Regulation of collagen metabolism and cell growth by epidermal growth factor and ascorbate in cultured human skin fibroblasts
Article first published online: 3 MAR 2005
European Journal of Biochemistry
Volume 173, Issue 2, pages 261–267, April 1988
How to Cite
HATA, R.-i., SUNADA, H., ARAI, K., SATO, T., NINOMIYA, Y., NAGAI, Y. and SENOO, H. (1988), Regulation of collagen metabolism and cell growth by epidermal growth factor and ascorbate in cultured human skin fibroblasts. European Journal of Biochemistry, 173: 261–267. doi: 10.1111/j.1432-1033.1988.tb13993.x
- Issue published online: 3 MAR 2005
- Article first published online: 3 MAR 2005
- (Received October 26, 1987/January 11, 1988) – EJB 87 1190
Epidermal growth factor (2–50 ng/ml), prepared from mouse submaxillary glands, stimulated growth and the synthesis of non-collagenous proteins and hyaluronic acid, but inhibited collagen synthesis in cultured human skin fibroblasts, both stimulation and inhibition being dose-dependent. All these effects may be intrinsic functions of the epidermal growth factor molecule, because these effects were cancelled by the co-presence of antiserum specific for epidermal growth factor and because they were also observed following the addition of human epidermal growth factor produced urogastrone cDNA. On the other hand, l-ascorbate (vitamin C) stimulated growth and collagen synthesis, as well as synthesis of non-collagenous proteins, with no significant effect on hyaluronic acid synthesis.

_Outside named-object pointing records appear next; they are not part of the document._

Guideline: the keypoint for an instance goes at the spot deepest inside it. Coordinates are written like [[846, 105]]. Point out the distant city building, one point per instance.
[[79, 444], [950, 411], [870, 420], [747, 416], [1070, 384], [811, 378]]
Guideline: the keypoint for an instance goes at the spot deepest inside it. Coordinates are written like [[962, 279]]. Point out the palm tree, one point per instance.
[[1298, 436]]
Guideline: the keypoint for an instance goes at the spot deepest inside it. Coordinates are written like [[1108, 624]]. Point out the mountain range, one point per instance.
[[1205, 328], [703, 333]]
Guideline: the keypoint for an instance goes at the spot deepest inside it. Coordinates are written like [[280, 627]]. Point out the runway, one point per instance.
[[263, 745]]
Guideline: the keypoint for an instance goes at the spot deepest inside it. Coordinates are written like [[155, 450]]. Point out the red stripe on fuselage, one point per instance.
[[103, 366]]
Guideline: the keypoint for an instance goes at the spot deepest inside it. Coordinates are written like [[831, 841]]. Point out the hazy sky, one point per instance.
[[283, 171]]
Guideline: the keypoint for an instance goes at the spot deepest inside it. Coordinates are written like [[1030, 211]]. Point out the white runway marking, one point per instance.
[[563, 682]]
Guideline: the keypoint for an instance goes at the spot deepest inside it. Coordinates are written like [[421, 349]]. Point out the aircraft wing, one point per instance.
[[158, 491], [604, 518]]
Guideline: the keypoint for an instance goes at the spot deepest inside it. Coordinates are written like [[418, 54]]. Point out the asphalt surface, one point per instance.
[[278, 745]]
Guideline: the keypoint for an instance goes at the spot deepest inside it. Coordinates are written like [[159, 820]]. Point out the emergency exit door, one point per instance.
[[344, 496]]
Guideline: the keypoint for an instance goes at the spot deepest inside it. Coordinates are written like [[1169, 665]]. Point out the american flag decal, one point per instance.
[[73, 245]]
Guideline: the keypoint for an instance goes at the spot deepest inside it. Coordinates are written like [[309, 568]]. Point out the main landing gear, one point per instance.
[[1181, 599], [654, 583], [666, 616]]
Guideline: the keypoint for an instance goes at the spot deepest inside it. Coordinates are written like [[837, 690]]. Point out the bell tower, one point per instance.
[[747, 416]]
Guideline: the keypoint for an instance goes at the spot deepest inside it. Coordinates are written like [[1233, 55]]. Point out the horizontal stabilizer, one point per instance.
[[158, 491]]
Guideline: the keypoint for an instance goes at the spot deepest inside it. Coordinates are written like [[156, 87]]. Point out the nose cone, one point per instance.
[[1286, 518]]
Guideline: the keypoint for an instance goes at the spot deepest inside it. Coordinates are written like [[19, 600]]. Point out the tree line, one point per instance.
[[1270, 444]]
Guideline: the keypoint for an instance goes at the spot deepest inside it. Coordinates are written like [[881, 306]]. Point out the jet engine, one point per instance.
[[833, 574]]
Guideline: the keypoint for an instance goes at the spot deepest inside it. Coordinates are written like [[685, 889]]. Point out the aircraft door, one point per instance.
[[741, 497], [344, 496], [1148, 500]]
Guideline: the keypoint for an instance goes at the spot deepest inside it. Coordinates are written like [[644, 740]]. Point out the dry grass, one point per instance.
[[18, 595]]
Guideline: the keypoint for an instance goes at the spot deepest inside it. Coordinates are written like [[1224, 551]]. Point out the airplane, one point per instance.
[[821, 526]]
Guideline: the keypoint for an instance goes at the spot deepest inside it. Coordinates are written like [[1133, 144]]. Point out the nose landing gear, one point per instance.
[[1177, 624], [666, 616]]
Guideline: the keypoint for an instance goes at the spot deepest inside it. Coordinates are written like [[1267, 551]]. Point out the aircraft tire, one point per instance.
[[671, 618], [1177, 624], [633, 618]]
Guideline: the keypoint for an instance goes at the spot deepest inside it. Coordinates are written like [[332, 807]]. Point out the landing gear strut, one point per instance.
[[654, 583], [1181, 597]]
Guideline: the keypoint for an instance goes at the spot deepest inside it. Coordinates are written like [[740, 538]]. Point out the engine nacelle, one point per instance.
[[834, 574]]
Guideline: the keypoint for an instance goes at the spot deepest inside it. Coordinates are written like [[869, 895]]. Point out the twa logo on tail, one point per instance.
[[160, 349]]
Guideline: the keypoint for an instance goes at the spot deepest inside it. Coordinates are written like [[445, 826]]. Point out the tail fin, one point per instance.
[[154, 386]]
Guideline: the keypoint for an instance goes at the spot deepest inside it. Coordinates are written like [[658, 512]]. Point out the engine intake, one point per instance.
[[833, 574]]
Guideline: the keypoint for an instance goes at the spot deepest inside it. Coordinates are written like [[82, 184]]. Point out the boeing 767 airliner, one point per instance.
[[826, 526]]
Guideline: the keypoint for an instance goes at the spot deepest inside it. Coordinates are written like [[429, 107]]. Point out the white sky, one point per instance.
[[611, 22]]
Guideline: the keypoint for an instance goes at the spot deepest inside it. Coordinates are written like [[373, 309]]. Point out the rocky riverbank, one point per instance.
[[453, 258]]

Co-presence of epidermal growth factor and ascorbate gave additive effects on growth and protein synthesis of the cells. These results suggest that the two growth-promoting factors, epidermal growth factor and l-ascorbate, modulate metabolism of extracellular matrix components as well as cell growth in a quite different manner in human skin fibroblasts.